Karadeniz bölgemizdeki 13 ilimizde risk azaltma faaliyetlerine süratle başlıyoruz. Böylelikle öncelikle senelerce yaşadığımız sel, taşkın ve heyelan afetlerinin önüne geçmeyi hedefliyoruz. Derelerimizdeki temizlik ve ıslah çalışmalarına hız vermek suretiyle yoğun yağış dönemi başlamadan gerekli tedbirleri hayata geçireceğiz. Her zaman söylediğimiz gibi depremler, seller, heyelanlar, yangınlar gibi tabiat olaylarının önüne geçemeyiz. Fakat bunların yol açacağı zararları en aza indirmek bizlerin elindedir. Bizim inancımızda tedbir tevekküle mani değildir. Hangi meselede olursa olsun görevimiz önce her türlü önlemi bihakkın almak ardından da Rabbimizin takdirine teslim olmaktır.
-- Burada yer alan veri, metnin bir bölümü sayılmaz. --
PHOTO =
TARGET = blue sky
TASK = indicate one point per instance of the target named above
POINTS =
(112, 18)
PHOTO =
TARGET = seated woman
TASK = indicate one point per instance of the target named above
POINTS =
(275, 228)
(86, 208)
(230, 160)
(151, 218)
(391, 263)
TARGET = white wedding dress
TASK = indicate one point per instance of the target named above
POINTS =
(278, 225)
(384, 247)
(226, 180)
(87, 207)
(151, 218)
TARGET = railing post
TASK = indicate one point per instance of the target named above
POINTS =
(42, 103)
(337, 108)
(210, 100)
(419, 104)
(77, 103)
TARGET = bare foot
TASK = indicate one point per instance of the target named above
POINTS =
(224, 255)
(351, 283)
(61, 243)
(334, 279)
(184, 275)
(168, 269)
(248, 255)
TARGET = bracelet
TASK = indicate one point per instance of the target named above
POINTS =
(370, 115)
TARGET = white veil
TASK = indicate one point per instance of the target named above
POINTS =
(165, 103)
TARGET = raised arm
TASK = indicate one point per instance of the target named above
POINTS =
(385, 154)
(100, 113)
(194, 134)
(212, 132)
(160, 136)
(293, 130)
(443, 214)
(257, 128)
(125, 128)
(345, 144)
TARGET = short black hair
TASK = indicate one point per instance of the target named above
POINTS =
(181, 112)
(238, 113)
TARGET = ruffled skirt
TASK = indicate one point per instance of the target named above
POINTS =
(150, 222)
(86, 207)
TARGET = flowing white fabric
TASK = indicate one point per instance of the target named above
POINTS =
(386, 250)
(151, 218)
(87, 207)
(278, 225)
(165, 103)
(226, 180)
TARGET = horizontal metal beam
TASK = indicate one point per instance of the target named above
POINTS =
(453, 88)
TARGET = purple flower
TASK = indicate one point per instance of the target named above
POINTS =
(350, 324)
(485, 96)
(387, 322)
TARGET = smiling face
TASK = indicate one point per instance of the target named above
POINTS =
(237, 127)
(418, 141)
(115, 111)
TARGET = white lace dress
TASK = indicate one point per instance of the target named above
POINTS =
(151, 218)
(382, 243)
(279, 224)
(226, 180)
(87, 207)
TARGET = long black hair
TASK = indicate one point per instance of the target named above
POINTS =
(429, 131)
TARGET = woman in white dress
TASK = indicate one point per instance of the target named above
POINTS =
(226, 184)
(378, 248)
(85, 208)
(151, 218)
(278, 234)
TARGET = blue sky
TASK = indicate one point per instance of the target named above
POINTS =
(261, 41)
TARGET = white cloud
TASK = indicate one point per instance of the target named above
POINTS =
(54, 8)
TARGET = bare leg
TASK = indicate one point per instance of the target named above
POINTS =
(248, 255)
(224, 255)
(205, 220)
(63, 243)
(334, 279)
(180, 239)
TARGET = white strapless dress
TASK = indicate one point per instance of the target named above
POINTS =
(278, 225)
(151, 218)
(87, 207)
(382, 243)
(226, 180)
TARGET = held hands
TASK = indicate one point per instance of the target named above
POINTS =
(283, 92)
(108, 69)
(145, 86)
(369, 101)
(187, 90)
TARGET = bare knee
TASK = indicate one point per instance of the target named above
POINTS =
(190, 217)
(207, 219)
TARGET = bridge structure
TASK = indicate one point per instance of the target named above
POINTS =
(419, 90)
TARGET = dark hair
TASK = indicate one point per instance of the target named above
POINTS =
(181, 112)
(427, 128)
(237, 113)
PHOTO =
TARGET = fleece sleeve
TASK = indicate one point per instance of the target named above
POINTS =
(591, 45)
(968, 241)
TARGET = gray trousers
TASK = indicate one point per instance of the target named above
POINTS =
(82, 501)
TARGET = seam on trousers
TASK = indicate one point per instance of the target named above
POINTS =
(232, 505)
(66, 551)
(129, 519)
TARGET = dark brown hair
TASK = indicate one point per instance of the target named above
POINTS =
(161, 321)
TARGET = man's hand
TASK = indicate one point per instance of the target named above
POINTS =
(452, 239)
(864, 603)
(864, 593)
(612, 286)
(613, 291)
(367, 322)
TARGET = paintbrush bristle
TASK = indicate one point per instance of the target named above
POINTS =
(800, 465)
Tedbirsiz tevekkül samimiyetin değil cehaletin alametidir. Hz. Mevlana bu hakikati, akıl sonradan ah çekmek için değil, düşünüp tedbir almak içindir diyerek ifade etmiştir. Bugünkü imza töreniyle özellikle yağış mevsimi çalmadan kapımızı riski en yüksek yerlerden başlayarak devlet olarak üzerimize düşeni yapıyoruz. Protokol sayesinde kullanıma sunulan yeni iş makinalarımızın da yardımıyla 2024 yılını daha sorunsuz, sıkıntısız inşallah can ve mal kaybı yaşamadan atlatacağımıza inanıyorum. AFAD ve DSİ'ye çalışmalarında şimdiden kolaylıklar diliyorum.
"Türkiye iklim krizinin sonuçlarını en çok hisseden devletlerin başında geliyor"
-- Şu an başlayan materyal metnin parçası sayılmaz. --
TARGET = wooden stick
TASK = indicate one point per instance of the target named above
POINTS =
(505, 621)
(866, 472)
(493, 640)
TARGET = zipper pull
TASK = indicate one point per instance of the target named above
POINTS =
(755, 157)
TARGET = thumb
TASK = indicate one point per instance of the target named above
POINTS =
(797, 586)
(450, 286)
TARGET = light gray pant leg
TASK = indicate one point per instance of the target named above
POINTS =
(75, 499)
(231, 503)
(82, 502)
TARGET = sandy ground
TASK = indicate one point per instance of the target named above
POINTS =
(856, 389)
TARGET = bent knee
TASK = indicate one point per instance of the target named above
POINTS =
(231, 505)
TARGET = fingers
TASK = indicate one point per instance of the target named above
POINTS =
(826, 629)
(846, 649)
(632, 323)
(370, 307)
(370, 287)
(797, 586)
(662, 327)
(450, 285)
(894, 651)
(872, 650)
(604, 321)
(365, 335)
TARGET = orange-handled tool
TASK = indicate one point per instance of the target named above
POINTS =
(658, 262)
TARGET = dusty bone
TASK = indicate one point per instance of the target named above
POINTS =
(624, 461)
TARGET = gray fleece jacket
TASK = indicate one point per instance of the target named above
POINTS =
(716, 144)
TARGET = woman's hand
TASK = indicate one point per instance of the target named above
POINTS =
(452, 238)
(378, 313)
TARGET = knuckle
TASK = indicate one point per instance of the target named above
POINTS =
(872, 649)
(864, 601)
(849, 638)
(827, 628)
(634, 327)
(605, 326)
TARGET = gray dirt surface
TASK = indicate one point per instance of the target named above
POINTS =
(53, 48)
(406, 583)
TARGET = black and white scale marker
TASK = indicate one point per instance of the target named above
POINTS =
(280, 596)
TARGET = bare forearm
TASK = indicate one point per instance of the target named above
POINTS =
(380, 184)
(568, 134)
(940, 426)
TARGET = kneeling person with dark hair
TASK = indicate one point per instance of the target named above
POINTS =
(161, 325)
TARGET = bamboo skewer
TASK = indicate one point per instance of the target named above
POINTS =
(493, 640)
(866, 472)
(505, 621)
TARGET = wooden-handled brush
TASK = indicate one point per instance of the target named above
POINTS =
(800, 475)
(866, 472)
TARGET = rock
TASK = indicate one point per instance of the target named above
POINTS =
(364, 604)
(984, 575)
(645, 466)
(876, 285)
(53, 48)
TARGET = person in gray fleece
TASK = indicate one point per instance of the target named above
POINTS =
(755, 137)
Ülkemizi sadece jeopolitik açıdan değil, coğrafi olarak da kritik bir bölgede yaşadığımıza göre tedbirlerimizi buna göre almalıyız. Negatif ve pozitif anlamlarıyla coğrafya kaderdir sözünün ne demek olduğunu bizler çok iyi biliyoruz. Akdeniz havzasında yer alan Türkiye aynı coğrafyayı paylaştığı diğer ülkelerle birlikte iklim krizinin can yakıcı sonuçlarını en çok hisseden, bundan en fazla mağdur olan devletlerin başında geliyor. 2023 senesi ülkemizle birlikte tüm dünyada en sıcak yıl olarak maalesef kayıtlara geçti. İklim değişikliği, biyolojik çeşitlilik kaybı ve kirlilik olarak adlandırılan 3'lü gezegen krizi karşısında en yoğun mücadeleyi veren ülkelerden biri olduk. Son yıllarda depremden sel baskınlarına, yangınlardan taşkınlara, salgından savaşa çok farklı sınamalarla karşı karşıya kaldık. Tedbirli olmak ile tedbirsiz yakalanmak arasındaki devasa farkı bu sınamaların tamamında bizzat tecrübe ettik. Binlerce canımız plansızlığa, hazırlıksızlığa kurban giderken, vaktinde önlem alındığında can ve mal kayıplarını nasıl azaltabileceğimizi de yine bu hadiselerde bizzat görmüş olduk.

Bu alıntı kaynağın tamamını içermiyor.